Mario Delgado Aparaín
No robarás las botas de los muertos
© 2002, Mario Delgado Aparaín
“Las ruinas de Paysandú, poco a poco van emergiendo entre la neblinosa suciedad del humo. Frente a la ciudad y casi en el centro del río Uruguay, aparece una isla pequeña y arenosa. No tiene ninguna vivienda, sólo pastos aquí y allá, muchos pastos y pequeñas arboledas. Allí, bajo tiendas y pequeños ranchos miserablemente construidos con juncos, se han refugiado los habitantes de Paysandú. No hay casi hombres entre ellos. Los aptos para el servicio de las armas, que no llegan a setecientos, están atrincherados en la ciudad. Rodeándolos en un círculo perfecto que incluye a la armada del Barón de Tamandaré apostada en el río, hay dieciséis mil hombres de tres ejércitos muy bien pertrechados. Y cada hora que pasa bajo el azul de diciembre, nos asegura de que allí no quedará nada.”

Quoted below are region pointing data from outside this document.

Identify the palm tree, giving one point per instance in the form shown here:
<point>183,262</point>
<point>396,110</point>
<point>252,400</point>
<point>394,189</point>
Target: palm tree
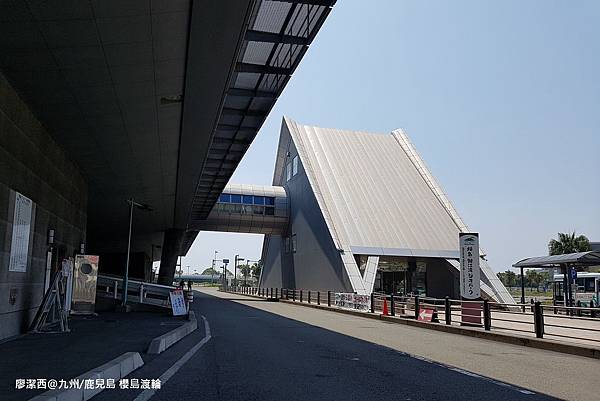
<point>568,243</point>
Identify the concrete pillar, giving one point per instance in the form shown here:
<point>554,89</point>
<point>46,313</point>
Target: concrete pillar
<point>170,251</point>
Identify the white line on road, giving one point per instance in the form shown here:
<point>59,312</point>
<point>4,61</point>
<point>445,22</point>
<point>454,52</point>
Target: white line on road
<point>147,394</point>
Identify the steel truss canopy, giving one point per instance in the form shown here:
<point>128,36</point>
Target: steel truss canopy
<point>278,35</point>
<point>590,258</point>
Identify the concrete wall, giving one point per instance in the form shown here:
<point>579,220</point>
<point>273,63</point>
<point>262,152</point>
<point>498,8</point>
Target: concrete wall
<point>32,164</point>
<point>442,279</point>
<point>316,264</point>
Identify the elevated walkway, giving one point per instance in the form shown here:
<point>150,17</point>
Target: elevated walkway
<point>254,209</point>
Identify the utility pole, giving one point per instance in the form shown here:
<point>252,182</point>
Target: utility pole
<point>235,260</point>
<point>142,206</point>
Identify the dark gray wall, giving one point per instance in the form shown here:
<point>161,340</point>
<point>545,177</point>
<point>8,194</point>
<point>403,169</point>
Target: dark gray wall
<point>442,279</point>
<point>34,165</point>
<point>316,265</point>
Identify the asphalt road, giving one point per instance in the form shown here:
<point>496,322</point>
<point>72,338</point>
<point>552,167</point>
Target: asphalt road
<point>257,355</point>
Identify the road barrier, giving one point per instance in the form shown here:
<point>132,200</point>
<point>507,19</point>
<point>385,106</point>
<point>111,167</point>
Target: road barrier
<point>573,323</point>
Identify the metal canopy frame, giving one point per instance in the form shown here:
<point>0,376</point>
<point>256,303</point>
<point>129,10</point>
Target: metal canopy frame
<point>278,36</point>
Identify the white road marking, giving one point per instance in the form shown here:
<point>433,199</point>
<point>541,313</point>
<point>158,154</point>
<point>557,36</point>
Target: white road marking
<point>147,394</point>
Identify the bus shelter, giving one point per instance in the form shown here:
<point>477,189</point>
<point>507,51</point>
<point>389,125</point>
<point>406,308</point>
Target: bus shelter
<point>567,263</point>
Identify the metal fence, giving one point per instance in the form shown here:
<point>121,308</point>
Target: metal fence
<point>578,324</point>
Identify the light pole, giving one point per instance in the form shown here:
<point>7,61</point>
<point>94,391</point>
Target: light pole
<point>142,206</point>
<point>235,260</point>
<point>212,273</point>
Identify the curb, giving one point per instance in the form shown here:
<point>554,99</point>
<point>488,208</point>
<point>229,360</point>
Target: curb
<point>161,343</point>
<point>116,369</point>
<point>532,342</point>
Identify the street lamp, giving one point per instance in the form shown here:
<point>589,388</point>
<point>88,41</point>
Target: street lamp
<point>153,246</point>
<point>235,260</point>
<point>141,206</point>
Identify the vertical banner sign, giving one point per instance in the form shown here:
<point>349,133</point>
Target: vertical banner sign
<point>178,303</point>
<point>19,248</point>
<point>469,265</point>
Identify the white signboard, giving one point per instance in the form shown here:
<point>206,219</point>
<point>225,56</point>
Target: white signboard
<point>19,249</point>
<point>469,265</point>
<point>178,303</point>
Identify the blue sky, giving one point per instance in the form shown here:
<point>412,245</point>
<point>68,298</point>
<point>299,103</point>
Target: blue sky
<point>509,88</point>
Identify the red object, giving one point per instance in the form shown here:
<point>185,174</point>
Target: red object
<point>425,315</point>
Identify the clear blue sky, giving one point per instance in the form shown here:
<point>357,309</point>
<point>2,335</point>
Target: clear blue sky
<point>511,87</point>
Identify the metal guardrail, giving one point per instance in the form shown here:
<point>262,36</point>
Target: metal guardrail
<point>543,321</point>
<point>137,291</point>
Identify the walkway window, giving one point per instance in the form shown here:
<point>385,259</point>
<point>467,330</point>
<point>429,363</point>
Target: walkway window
<point>287,244</point>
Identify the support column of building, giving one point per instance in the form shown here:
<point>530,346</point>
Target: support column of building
<point>170,251</point>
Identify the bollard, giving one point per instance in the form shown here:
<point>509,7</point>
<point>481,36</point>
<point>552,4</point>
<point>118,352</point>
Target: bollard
<point>417,307</point>
<point>487,315</point>
<point>448,310</point>
<point>538,319</point>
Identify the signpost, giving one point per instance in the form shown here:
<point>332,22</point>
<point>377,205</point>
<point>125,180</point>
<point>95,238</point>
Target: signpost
<point>469,277</point>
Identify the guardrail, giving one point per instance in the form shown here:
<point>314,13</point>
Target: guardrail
<point>579,324</point>
<point>137,291</point>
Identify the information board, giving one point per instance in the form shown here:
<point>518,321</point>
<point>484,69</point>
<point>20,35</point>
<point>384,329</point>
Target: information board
<point>19,248</point>
<point>178,303</point>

L’Italia, 31 de diciembre de 1864
“Dice que La Ilíada contiene tres lecciones. Nunca admires el poder. Nunca desprecies a los que sufren. Y no odies a tus enemigos. Nada está a salvo del destino.”
Carlos Fuentes
Los años con Laura Díaz
“Busca antiguas ciudades en ruinas mira las calaveras de los muertos de ayer y los de antaño.

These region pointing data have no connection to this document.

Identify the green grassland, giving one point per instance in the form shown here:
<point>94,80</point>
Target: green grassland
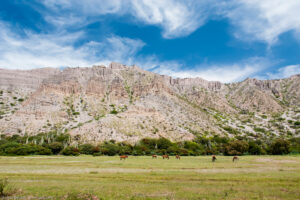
<point>141,177</point>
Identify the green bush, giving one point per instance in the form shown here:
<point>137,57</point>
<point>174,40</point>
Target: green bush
<point>109,149</point>
<point>254,149</point>
<point>86,149</point>
<point>280,147</point>
<point>70,151</point>
<point>55,147</point>
<point>236,147</point>
<point>163,143</point>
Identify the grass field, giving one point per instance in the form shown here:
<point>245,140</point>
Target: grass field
<point>252,177</point>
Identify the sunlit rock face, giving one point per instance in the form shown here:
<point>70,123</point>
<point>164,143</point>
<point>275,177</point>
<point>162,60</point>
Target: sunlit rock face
<point>126,103</point>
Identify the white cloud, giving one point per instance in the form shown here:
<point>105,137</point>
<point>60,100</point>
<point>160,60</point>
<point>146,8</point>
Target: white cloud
<point>57,49</point>
<point>253,19</point>
<point>223,73</point>
<point>177,18</point>
<point>284,72</point>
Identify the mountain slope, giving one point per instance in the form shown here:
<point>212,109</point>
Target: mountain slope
<point>127,103</point>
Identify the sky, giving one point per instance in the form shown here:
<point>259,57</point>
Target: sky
<point>217,40</point>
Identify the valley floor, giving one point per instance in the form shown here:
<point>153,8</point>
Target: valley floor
<point>252,177</point>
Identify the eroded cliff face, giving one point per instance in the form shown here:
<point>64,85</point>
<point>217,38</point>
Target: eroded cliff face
<point>127,103</point>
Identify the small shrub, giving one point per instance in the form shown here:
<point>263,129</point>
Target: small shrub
<point>280,147</point>
<point>55,147</point>
<point>70,151</point>
<point>86,149</point>
<point>237,147</point>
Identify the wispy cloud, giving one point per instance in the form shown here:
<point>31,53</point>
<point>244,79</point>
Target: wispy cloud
<point>283,72</point>
<point>253,19</point>
<point>217,72</point>
<point>58,49</point>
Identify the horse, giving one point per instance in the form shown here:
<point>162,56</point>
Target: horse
<point>214,158</point>
<point>123,157</point>
<point>235,158</point>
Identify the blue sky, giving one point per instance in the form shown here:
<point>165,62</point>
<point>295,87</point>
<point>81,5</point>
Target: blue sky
<point>221,40</point>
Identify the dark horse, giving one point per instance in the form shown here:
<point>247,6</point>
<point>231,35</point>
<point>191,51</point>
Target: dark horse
<point>123,157</point>
<point>235,158</point>
<point>214,158</point>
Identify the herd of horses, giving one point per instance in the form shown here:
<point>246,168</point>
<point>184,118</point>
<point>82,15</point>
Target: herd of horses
<point>213,159</point>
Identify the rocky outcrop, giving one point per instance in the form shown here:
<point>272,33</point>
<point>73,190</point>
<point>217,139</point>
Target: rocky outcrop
<point>128,103</point>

¿Quién es el malhechor y quién el bienhechor?”
Cantar de Gilgalmesh
A mediados del siglo diecinueve, un hombre muy alto, flaco y de notoria mala suerte, escribió sobre sus pasos por una aventura que no le era necesaria, a fin de que todos aquellos que tuviesen el deseo de emigrar al Río de la Plata fueran informados.
No les ocultó ni lo bueno ni lo malo, ni los alentó ni los desalentó, aunque nada lleva a suponer que estuviese feliz de estar allí donde estaba, en una tierra indecisa, confinado en un calabozo del pueblo de Paysandú, a punto de ser sitiado por tres ejércitos y lejos de su gente.

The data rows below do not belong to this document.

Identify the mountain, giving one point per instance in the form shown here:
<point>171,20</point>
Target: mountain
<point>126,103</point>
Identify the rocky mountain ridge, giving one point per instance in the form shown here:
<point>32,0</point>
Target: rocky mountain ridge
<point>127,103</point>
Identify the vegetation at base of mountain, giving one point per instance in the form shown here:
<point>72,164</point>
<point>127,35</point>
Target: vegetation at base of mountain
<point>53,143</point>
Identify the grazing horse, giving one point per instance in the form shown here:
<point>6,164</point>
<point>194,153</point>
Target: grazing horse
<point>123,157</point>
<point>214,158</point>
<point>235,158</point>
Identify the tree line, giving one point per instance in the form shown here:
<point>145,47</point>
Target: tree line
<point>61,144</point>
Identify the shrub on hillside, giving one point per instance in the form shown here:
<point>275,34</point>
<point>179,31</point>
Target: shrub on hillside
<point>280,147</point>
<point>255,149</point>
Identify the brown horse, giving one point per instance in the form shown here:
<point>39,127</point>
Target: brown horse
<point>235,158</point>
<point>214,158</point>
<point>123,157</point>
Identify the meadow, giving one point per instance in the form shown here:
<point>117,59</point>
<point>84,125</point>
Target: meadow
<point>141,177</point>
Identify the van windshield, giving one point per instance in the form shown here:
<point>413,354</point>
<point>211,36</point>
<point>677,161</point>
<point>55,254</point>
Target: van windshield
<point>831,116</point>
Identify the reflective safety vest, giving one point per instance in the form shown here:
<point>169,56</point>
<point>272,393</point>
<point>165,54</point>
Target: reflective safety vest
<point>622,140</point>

Al parecer, aquel hombre muy alto y flaco, con los pies destrozados por las caminatas interminables, escribió para que en el futuro supiesen que alguna vez existió, que era oriundo de Castellar de Andalucía, que su nombre fue Martín Zamora y que la vida es capaz de sorprender al más avispado, con violentas bifurcaciones relacionadas tramposamente con la gloria o la desgracia.
Escribió porque la palabra es signo y seguramente habrá considerado que sólo el signo trasciende la vida, porque ha sido siempre de ese modo y el que no lo comprenda así es apenas una bestia sin pasado.
26 de noviembre de 1864
Martín Zamora, alias El Moro, quien a los treinta y dos años se consideró a sí mismo un hombre vigoroso y entonado por el fuego, escribió también para dejar constancia de que estaba, se supone, en las reflexiones finales del veintiséis de noviembre de mil ochocientos sesenta y cuatro, demacrado y sin afeitar, en un resignado desaseo del cuerpo y a poco de ser pasado por las armas junto a un par de ciudadanos de diferentes imperios.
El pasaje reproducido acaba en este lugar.